1. The problem statement, all variables and given/known data
Hello, new to the physics world, I am trying to self-teach through reading textbooks, videos etc and application.

I came across a problem I do not know how to begin to answer.

A dodgem car of mass 200g is driven due south into a rigid barrier at an initial speed of 5.0 ms^-1. The dodgem rebounds at a speed of 2.0m^-1. It is in contact with the barrier for 0.2s. Calculate:

a) the average acceleration of the car during its interaction with the barrier
b) the average net force applied to the car during its interaction with the barrier.

2. Relevant equations

I am unsure which equations to utilise: F=ma, a= Delta v/ Delta t or kinematic equations

3. The attempt at a solution

a) a = (-2-5)/(0.2) but for barrier unsure?
b) Fnet= 0.2 X unknown acceleration

2. Feb 13, 2015

### BvU

Hello M, welcome to PF :)

a= Delta v/ Delta t is a good one for average a. Delta v is v before - v afterwards. Note that v is a vector, so the before and after have different signs in this calculation. a is also a vector and it should be clear that it points opposite to the original direction of motion of the car !

And you will do fine with F = ma in part b. So not what you write in your attempt: the 0.2 seconds have no place there....
 Sorry, didn't see that it was a toy car. 0.2 kg is ok.

Again, F is a vector. Check the sign using your intuition!

3. Feb 13, 2015

### miles davis

Thank you BvU,

It is liberating receiving help from someone when navigating the minefield of physics.

Your guidance is perfectly clear, I am just unsure as to how to incorporate delta T here: if I were to divide the change in velocity (delta V) which appears to be -7 (in the opposite direction as you pointed out! :) ) by the change in time (0.2s?) (Final T - Initial T; 0.2 - 0) I end up with 35ms-2N, however this does not appear to be correct!

Apologies for my rudimentary understanding, I am still grappling with content.

4. Feb 13, 2015

### BvU

Perhaps they want a different direction in the answer: you found $-2 - 5$ m/s per $0.2$ s = $-35$ m/s2 If I am correct.
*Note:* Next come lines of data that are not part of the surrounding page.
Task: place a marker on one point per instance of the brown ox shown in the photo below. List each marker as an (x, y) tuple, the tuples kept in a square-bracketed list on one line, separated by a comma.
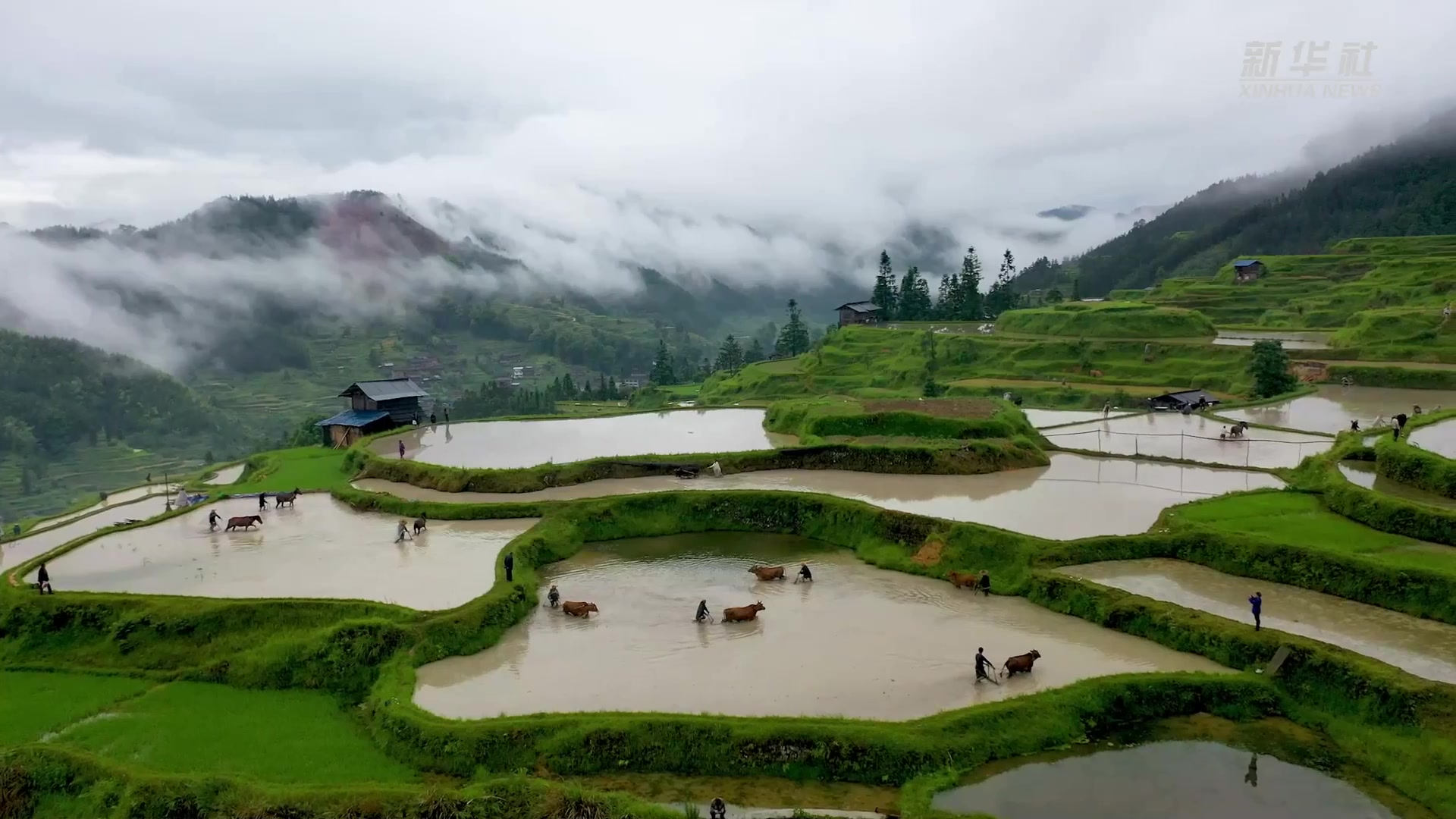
[(577, 608), (734, 614), (963, 580), (767, 572), (1021, 664)]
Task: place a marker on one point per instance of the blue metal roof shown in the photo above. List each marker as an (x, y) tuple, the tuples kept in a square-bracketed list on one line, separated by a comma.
[(354, 419)]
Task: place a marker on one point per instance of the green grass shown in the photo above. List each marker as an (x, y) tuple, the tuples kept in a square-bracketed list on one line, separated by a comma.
[(1299, 519), (1107, 319), (277, 736), (284, 469), (36, 703)]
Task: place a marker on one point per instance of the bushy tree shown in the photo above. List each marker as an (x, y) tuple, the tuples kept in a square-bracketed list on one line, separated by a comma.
[(884, 293), (1269, 365), (663, 373)]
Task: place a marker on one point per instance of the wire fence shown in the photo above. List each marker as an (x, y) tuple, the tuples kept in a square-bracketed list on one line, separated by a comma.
[(1222, 453)]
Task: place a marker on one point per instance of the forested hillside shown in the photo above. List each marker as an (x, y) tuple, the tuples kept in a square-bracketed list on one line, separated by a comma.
[(1405, 188), (74, 417)]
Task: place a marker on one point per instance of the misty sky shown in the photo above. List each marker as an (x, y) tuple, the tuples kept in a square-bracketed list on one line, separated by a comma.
[(661, 130)]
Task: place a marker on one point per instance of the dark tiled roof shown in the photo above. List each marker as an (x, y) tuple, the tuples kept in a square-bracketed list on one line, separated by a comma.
[(386, 390)]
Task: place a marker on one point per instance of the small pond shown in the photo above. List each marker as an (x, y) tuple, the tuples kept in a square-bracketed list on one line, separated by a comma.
[(1163, 780), (319, 548), (858, 642), (1091, 496), (1423, 648)]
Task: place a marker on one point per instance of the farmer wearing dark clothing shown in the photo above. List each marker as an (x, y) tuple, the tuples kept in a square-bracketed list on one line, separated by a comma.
[(982, 665)]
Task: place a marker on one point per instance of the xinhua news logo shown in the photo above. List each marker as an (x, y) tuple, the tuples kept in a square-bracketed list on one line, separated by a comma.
[(1312, 71)]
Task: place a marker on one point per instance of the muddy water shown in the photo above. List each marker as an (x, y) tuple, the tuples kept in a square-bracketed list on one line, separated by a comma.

This is taking the 5 m/s South as positive. So the answer is $-35$ m/s2 South which you can correctly report as $35$ m/s2 North.

But if the program insists on receiving the acceleration in a southerly direction, then entering $-35$ m/s2 (with or without the S, I don't know) is the only way to get it to approve your answer.

( I'm deducing all this from your " this does not appear to be correct" -- without knowing if there is a computer program involved at all...)

For me your result is impeccable. No need for apologies; on the contrary: kudos for your wanting to learn !